Solution selection & JuiceFS test
After comparing different solutions, JuiceFS turns out to be the best solution in terms of the following aspects.
- Function satisfaction. It is essential that the solution can meet all the above-mentioned storage requirements.
- Tech stack. It should match the one currently used in DPTechnology.
- Operability. Operation and maintenance of the selected solution should be as easy as possible to reduce the cost when problems arise.
- Community activity. Active community means that emerged problems can be viewed and solved rapidly, which is one of the big considerations while selecting solutions.
We also did some tests for comparing different solutions, mainly focusing on:
- POSIX compatibility. This feature is a must for the solution to this scenario.
- Benchmark tests of performance. The test results are shown in the table below.
- Kubernetes CSI mounting. Some services are scheduled through Kubernetes, and accordingly we expect Kubernetes-friendly storage.
- PoC verification. There are many test scenarios, including scenarios with small files, large files, and sequential read, all of which can then be divided into using warm-up and not using warm-up.
It is worth mentioning that JuiceFS has a warm up feature. As the computing task replies GPU resources with a high cost, warming up the data locally before computing can highly reduce the cost.
The above scheme is the storage architecture of DPTechnology. The underlying layer is a unified storage based on object storage, in which the data is then distributed to computing centers in various places. Both HPC and cloud servers have a cache cluster. The data from the unified storage will be stored in a cache cluster close to the computing cluster once the computing task starts, and thus the computing process only needs to communicate with local storage clusters.
JuiceFS can cache data locally, and the old data will expire automatically. Without JuiceFS, cache expiration needs to be implemented manually, which is usually tedious and can be costly.
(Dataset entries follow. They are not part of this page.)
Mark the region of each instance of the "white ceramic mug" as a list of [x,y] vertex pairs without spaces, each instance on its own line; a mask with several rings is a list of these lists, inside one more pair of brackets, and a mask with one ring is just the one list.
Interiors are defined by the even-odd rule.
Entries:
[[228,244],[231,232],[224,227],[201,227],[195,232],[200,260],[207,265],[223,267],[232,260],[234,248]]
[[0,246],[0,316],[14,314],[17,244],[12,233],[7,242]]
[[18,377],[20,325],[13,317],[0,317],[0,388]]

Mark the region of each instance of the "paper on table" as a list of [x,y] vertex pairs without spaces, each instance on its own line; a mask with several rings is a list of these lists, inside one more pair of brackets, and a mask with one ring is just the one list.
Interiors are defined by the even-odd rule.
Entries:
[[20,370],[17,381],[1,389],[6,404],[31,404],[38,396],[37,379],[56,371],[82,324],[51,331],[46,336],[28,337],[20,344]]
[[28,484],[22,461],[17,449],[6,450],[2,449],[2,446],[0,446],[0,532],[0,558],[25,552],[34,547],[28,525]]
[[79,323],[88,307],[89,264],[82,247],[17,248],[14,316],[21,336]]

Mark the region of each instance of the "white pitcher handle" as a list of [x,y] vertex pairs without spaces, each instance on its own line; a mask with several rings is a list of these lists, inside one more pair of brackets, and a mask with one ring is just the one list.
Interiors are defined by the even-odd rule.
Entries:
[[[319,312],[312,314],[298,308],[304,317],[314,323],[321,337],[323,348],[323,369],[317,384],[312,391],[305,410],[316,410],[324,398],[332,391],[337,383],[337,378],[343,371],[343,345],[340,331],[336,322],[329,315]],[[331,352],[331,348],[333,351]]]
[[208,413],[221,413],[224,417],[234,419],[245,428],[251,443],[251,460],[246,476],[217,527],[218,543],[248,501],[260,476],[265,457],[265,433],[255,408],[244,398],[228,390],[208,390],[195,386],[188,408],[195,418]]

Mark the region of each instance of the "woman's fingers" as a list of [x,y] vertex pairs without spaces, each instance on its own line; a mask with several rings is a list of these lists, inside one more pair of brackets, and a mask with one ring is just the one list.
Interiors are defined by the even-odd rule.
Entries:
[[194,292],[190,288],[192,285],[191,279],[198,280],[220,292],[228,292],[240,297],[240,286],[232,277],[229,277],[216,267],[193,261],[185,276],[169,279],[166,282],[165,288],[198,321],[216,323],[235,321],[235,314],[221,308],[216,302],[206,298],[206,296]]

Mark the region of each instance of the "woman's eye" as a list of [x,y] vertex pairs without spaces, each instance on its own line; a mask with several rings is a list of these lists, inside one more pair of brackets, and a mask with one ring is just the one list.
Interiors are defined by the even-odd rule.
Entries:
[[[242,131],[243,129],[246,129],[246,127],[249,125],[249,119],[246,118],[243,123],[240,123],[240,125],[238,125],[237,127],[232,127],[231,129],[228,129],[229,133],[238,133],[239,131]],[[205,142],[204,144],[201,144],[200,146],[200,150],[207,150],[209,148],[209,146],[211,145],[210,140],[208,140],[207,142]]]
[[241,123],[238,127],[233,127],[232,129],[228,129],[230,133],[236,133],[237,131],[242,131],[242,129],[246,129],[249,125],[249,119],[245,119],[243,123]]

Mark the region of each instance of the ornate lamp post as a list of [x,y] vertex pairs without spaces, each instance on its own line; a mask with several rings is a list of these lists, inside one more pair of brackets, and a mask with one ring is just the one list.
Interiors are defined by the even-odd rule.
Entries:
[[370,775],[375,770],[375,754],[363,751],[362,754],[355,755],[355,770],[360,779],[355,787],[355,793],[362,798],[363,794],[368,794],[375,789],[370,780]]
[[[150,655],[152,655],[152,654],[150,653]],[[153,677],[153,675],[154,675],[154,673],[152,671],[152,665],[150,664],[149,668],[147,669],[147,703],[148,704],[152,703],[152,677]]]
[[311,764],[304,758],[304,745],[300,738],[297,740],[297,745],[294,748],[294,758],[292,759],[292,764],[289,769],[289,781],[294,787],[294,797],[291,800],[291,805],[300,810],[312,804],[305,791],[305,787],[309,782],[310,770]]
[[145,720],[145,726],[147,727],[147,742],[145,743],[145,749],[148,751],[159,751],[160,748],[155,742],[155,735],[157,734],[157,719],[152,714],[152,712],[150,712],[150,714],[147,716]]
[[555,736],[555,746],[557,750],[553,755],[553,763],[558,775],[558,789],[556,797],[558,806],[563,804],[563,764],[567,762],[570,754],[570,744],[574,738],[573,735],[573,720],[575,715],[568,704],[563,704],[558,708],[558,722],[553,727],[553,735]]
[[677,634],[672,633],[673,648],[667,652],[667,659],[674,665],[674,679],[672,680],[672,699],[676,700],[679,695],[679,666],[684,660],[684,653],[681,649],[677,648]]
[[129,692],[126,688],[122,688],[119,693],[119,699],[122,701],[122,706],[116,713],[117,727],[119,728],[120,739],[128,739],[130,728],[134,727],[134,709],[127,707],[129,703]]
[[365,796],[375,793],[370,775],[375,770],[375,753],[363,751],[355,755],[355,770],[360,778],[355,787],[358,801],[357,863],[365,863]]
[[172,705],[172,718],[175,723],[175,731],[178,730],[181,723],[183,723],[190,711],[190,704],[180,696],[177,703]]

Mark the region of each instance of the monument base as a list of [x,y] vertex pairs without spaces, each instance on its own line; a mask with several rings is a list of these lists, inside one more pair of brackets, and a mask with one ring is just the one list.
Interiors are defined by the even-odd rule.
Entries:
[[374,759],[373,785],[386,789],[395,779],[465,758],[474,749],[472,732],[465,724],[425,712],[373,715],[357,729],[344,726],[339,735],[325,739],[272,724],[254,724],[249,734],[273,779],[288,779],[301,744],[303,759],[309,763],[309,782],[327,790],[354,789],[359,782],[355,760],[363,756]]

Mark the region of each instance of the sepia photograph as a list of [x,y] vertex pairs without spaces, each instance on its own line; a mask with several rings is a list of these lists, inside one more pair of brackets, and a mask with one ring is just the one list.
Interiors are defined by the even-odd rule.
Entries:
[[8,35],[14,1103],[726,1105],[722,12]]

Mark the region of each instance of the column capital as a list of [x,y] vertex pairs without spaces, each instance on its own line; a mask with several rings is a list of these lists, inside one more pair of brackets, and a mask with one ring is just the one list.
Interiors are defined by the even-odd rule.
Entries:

DPTechnology currently uses JuiceFS Community Edition, with Redis as the metadata engine and SSD as the data cache.
04 Summary and outlook
The cloud and HPC convergence technology is trending. Today, many public clouds provide supercomputing services, so-called high-performance computing (HPC) services or clusters. Cloud-based supercomputing makes HPC resources easier to be utilized for everyone through virtualization and cloud-native technology.
When leveraging cloud and HPC convergence technology, containerization and runtime consistency is a key. If the cloud uses container but HPC uses another solution, you may encounter that some services run perfectly on the cloud but do not work in HPC.
Additionally, unifying storage is a challenge. It is relatively easy to schedule computing from a public cloud to a supercomputing platform. In comparison, scheduling storage is fairly difficult, which derives from:
- The difficulty of transferring data from one place to another place. It is of particular challenge to a large amount of data.
- Selection of networks for data transfer. The data transfer speed is directly associated with the network used.
- Data reference. It is essential to keep the path and structure of the data consistent before and after transferring.
- Data integration. For instance, if the whole computation is divided into 5 steps, and the first 2 steps are performed on the cloud while the last 3 steps are on the supercomputer, then the integration of data, logs, and monitoring needs to be included in storage scheduling.
Lastly, the separation of storage and computing is inevitable. In the early time, the storage and computing power was bounded, with the local disk mounted on the machine, and storage cannot be scheduled after the computing task has been scheduled.